No podíamos dejar pasar, tras leer su obra y conocer al autor en la pasada presentación de sus dos últimos libros, Autoficción. Una ingeniería del yo y Autoficciones (Punto de Vista Editores, 2018), la posibilidad de ver en escena El bramido de Düsseldorf (2016), nueva entrega de esas autoficciones dramáticas que el escritor franco-uruguayo Sergio Blanco ha convertido en un subgénero teatral con identidad propia (si es que la identidad es posible en el mundo creado por el autor, donde toda identidad juega a ser falsa), al que ha dado su forma y estilo, convirtiéndolo en seña de identidad de su dramaturgia.
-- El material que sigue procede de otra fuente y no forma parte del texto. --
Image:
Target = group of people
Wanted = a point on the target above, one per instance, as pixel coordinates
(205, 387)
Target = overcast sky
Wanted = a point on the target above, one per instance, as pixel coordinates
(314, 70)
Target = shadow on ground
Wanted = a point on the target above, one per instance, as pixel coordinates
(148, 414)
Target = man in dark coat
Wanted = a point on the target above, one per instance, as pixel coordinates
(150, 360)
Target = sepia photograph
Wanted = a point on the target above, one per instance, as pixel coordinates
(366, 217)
Tan solo unos días ha durado la visita a Madrid de quien ha sido considerado por José Luis García Barrientos "uno de los cuatro o cinco dramaturgos mayores de la lengua española en la actualidad"; y las tres únicas jornadas en que su texto ha podido contemplarse en el Teatro de la Abadía, en el marco del 36 Festival de Otoño, se han mostrado insuficientes para satisfacer la curiosidad que la obra de este personal creador escénico despierta en un público que ha llenado la sala José Luis Alonso a lo largo del pasado fin de semana.
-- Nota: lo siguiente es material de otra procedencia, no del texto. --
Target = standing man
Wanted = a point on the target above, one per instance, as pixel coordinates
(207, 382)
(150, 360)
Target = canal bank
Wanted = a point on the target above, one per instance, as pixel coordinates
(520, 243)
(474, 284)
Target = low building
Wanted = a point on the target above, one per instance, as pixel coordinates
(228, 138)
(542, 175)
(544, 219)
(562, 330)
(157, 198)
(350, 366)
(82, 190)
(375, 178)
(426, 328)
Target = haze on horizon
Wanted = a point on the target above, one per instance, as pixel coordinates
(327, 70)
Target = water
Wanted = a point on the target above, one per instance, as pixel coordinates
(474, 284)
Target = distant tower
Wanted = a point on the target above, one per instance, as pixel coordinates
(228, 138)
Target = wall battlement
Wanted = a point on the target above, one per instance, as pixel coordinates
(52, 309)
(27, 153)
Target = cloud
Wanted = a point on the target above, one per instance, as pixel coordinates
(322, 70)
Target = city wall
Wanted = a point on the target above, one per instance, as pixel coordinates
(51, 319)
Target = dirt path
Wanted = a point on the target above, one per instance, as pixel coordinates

Aguijonaban también nuestro interés algunas críticas que habíamos leído sobre el montaje del dramaturgo, cuya dirección corre asimismo a cargo de este. Si bien, como Alfieri, no acostumbro a leer lo escrito por otros antes de ofrecer mi propia impresión sobre un texto o, como es el caso, una puesta en escena, no pude evitar ojear ciertas opiniones que me parecieron manifiestamente acerbas y críticas con la obra; lo que me hizo querer comprobar la justicia de estos asertos, y si se ajustaban a la idea que tanto la escritura como la "personalidad" (¿cuál de ellas?) del autor habían forjado en mi mente sobre lo que iba a ver. Lo cierto es que, tras su paso por la Abadía, Sergio Blanco puede decir como César: Veni, vidi, vici. Blanco convenció y venció a un público que aplaudió con entusiasmo, y puesto en pie, su propuesta escénica.
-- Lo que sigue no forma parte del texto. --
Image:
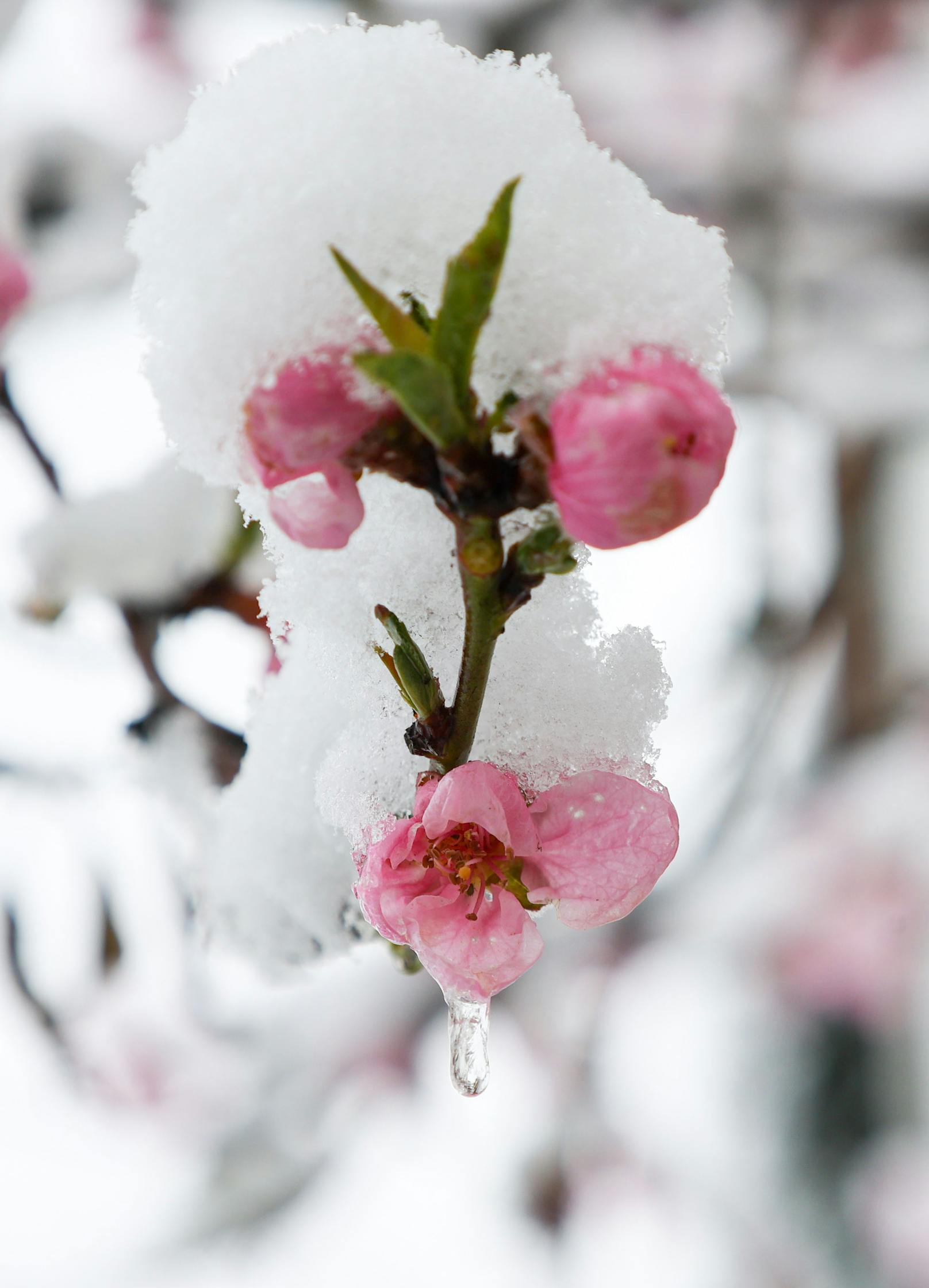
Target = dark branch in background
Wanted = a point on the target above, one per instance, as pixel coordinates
(35, 451)
(143, 623)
En una inmaculada y aséptica caja blanca (¿habrá pensado el autor-director en la correspondencia del espacio y su apellido?), entre quirófano hospitalario, cámara de aislamiento psiquiátrico y antesala del paraíso, capaz de convertirse en psicodélico escenario de conciertos gracias a un preciso y acertado empleo de la iluminación, se desarrolla toda la acción de esta singular pieza en la que el teatro se convierte en un laboratorio experimental donde el psicoanálisis y un surrealismo consciente juegan a descubrir la verdad del yo. Desde un distanciamiento de corte brechtiano, los tres únicos actores que protagonizan la pieza (Gustavo Saffores, Walter Rey y Soledad Frugone; los mismos que la estrenaron en Montevideo en 2017) mantienen un permanente contacto con el público, que participa de cuanto sucede en el escenario como un receptor real, confidente de las confesiones realizadas a este por Sergio Blanco y al que se dirigen las continuas interpelaciones narrativas que presiden el texto. Porque Blanco (personaje principal de la historia, interpretado por Gustavo Saffores con tal acierto que, como don Quijote con Cervantes, ha llegado a suplantar y sustituir al verdadero Sergio Blanco, de tal manera que resulta difícil pensar en este sin ver a aquel) ha construido una narración dramatizada, donde los personajes cuentan al público una historia que reproducen teatralmente ante este rompiendo por completo cualquier atisbo de verosimilitud escénica; aun cuanto sucede nos transmite, desde el juego aceptado, una extraordinaria sensación de verdad y vida; incluso desde la certeza de que el juego autoficcional parte, y debe interpretarse, desde un necesario pacto de mentira.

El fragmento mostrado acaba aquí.